Morgan recently shared a story of how her three year old niece outsmarted all the grown folks who can't seem to grasp the layers of their identity:

“Kids are awesome. My niece Raeya she was three when this happened and we were playing castle and she was giving my sister, her mother, her little sister, and me and her dad all these different characters inside of the world and I got crowned “King Auntie” which is the best thing I've ever heard. She just read energy in a way where you would think this is the hardest thing in the world, but you're three you don't even know anything and you just figured it all the way out.

It's the best. You spend all this time trying to get all this acknowledgement from adults around you and shit and she just naturally has this very very clear sense that I'm holding masculine and feminine energies and not even necessarily equal parts. It's like the ultimate proof that people can ultimately get it the fuck together and just move on.”

This led Morgan to reflect on their own childhood experiences with being forced to gender conform, and how their mom had their back in the process.

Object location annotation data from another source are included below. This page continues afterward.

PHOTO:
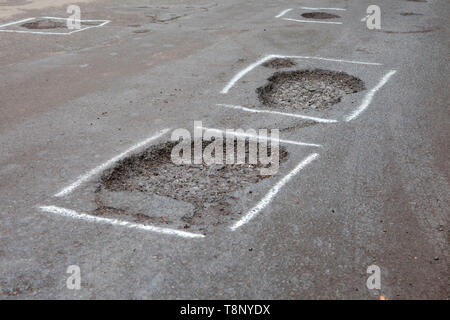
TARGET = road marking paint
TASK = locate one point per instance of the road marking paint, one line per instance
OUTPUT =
(282, 13)
(369, 96)
(295, 115)
(312, 21)
(273, 192)
(89, 218)
(333, 60)
(16, 22)
(243, 72)
(308, 8)
(104, 22)
(67, 190)
(264, 138)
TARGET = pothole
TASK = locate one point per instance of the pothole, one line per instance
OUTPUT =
(308, 89)
(319, 15)
(44, 24)
(149, 188)
(279, 63)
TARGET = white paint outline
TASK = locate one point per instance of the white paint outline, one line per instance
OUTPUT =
(309, 8)
(16, 22)
(282, 13)
(69, 189)
(369, 96)
(286, 114)
(262, 138)
(90, 218)
(312, 21)
(273, 192)
(104, 22)
(243, 72)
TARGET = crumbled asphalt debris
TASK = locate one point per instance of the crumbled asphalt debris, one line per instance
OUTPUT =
(207, 188)
(308, 89)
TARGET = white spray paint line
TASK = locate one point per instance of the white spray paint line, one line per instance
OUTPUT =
(331, 60)
(264, 202)
(309, 8)
(312, 21)
(104, 22)
(263, 138)
(89, 218)
(286, 114)
(242, 73)
(16, 22)
(67, 190)
(282, 13)
(369, 96)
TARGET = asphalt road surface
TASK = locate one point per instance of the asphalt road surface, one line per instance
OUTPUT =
(376, 191)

“When I was a child someone asked me in a disrespectful way are you a boy or a girl and I remember I told my mom and her answer to me was you just tell them that you're Morgan.

I think about that a lot as I think about my expansion and understanding of pronouns. My name itself is doing a “They” thing. It's telling a lot of different stories. My mom set me up. She's the highest femme in all of creation so for her to say that was similar to my niece having this very raw reaction to who I am.”